Every now and again the hardclipping staff chronicles the mangled phrases uttered by the differently clichéd among us and, man, they are legion. Here’s our latest batch, in reverse chronological order.

• The other day the Boston Herald reported that “Boston’s Irish community is on high alert after ICE agents detained a local leader for deportation, sparking fears that thousands of other illegal immigrants living and working here for years could be next.”

Boston Mayor Marty Walsh had this to say: “There’s a fear out there, we have to try and tamper the fear down.”

All due respect, Mistah Mayah, but you can temper the fear, or tamp the fear down. Either way, please stop tampering with the English language.

• Back in January, the New York Times featured this headline on Page One of the Business section: “Fears for the Future Prompt a Boon for Dystopian Classics.”

Er, not to get all negative on the Grey Lady, but wethinks you either prompt a boom or are a boon. Bon?

• Also in January, NPR’s All Things Considered ran a piece about young undocumented immigrants currently protected under the Obama DACA policy but worried that Donald Trump might rescind it. Without that protection, a young woman said, “maybe I could do a job under the books.”

Actually, she would do the job under the table, or off the books. We just hope she’s okay.

• Last December, as Trump struggled to find “top-name talent for his January inauguration,” the Herald reported that Ayla Brown, American Idol distant runner-up and daughter of Scott Brown and Gail Huff, said she’d be “‘honored to perform’ if tapped by the  president-elect.”

Brown added, “It surprises me that a lot of people are turning the other cheek.”

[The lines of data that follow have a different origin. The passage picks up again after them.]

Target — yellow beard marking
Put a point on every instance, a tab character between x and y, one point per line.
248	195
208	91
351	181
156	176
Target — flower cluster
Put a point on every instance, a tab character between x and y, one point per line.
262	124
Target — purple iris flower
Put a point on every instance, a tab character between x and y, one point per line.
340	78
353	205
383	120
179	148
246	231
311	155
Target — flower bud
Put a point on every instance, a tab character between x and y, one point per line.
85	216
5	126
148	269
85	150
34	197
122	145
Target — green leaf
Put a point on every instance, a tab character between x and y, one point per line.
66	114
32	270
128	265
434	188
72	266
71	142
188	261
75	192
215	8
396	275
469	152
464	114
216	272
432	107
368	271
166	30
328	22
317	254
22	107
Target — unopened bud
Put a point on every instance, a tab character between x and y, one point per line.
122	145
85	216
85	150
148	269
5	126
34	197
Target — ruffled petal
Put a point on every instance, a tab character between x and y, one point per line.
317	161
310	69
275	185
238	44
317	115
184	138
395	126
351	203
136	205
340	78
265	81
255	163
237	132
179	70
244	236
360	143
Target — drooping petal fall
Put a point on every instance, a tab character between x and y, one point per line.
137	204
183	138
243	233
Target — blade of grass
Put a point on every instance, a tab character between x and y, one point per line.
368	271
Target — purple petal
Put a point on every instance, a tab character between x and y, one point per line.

Turning him down, yes. Giving him the back of their hand, maybe. But turning the other cheek? Nah.

• Last November, a Boston Globe piece in the Sports section featured this statement on trade rumors swirling about the Boston Celtics: “And, unsurprisingly, they caught like wildfire . . .”

Surprisingly, the writer didn’t know that the rumors would have either spread like wildfire or caught fire. Not to damper things down.

• Headline on Mediaite last September: “Colbert Shreds Into Gary Johnson’s Gaffe History: ‘Bombing That Bad Should Be a War Crime'”.

Sorry – you could tear into Gary Johnson’s gaffe history, or you could shred it. Either way, Johnson definitely deserved to be ripped.

• Also last September, Politico’s 2016 Blast tipsheet featured this item about the jockeying over whether NBC’s Lester Holt should fact-check Donald Trump in his first debate with Hillary Clinton.

HILLARY CLINTON’s campaign is pressing its case to anyone listening not to let DONALD TRUMP get away with it, POLITICO’s Nolan D. McCaskill reports. Trump’s campaign is firing back, arguing that the media is biased against the GOP nominee and that Clinton is, in fact, trying to “game the refs.”

Not to get technical about it, but she would have been trying to game the system, or work the refs. Just for future reference.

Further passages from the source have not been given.